Leider war mir auch Viktor nicht sonderlich sympathisch. Ich hatte bei ihm nie das Gefühl, dass man ihm wirklich vertrauen kann oder dass er wirklich offen ist. Es kümmert sich zwar hingebungsvoll um seine Tochter und gibt sich dabei alle größte Mühe, aber trotzdem hat er sich mit einer lieben Art nicht in mein Herz geschlichen. Ich konnte dadurch nicht so richtig für ihn und Jamie mitfiebern.

Positiv ist zu vermerken, dass das Buch ohne übermäßiges Drama auskommt. Es gibt keine übertriebenen Missverständnisse, um die beiden auseinander zu treiben. Ich mochte es, dass dieser Teil zumindest so wie im wahren Leben ist. Es gibt schon genug Hürden und Schwierigkeiten, da müssen nicht noch künstlich welche gefunden werden.

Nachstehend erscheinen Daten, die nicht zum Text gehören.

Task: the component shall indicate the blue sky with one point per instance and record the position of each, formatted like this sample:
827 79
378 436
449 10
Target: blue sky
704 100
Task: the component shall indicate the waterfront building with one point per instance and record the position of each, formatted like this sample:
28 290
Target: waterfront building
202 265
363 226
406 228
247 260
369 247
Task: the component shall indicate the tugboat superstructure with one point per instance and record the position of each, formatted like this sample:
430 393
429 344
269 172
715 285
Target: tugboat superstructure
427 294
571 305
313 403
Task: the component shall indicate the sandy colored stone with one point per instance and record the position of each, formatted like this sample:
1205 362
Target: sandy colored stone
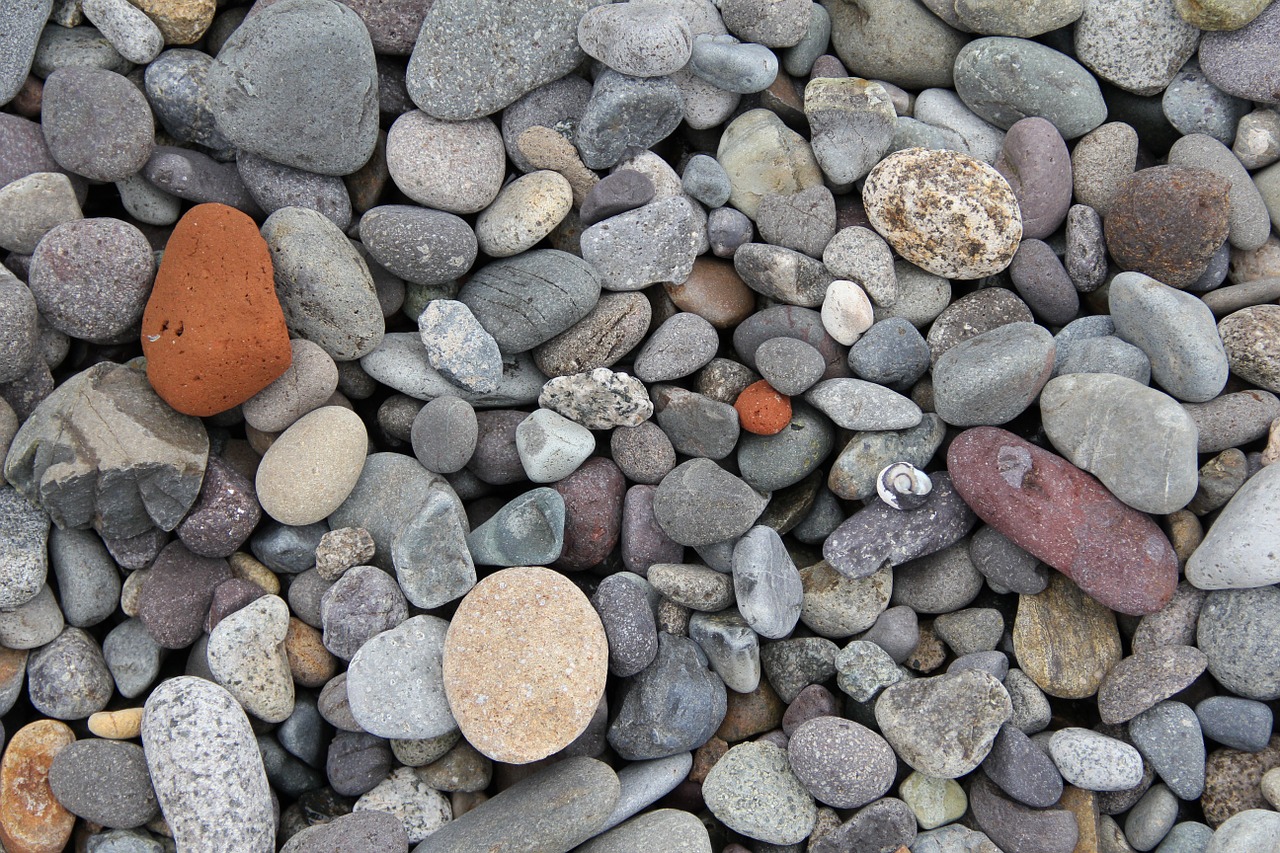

Insgesamt ist das Buch ganz nett zu lesen und vor allem auch amüsant geschrieben. Allerdings sind die Handlung sowie die Charaktere nicht so tiefgründig oder komplex, wie ich basierend auf dem Klappentext angenommen hätte. Die Geschichte sorgt für ein paar schöne Lesestunden, aber nachdem die letzte Seite gelesen ist, beschäftigt es einen nicht mehr weiter.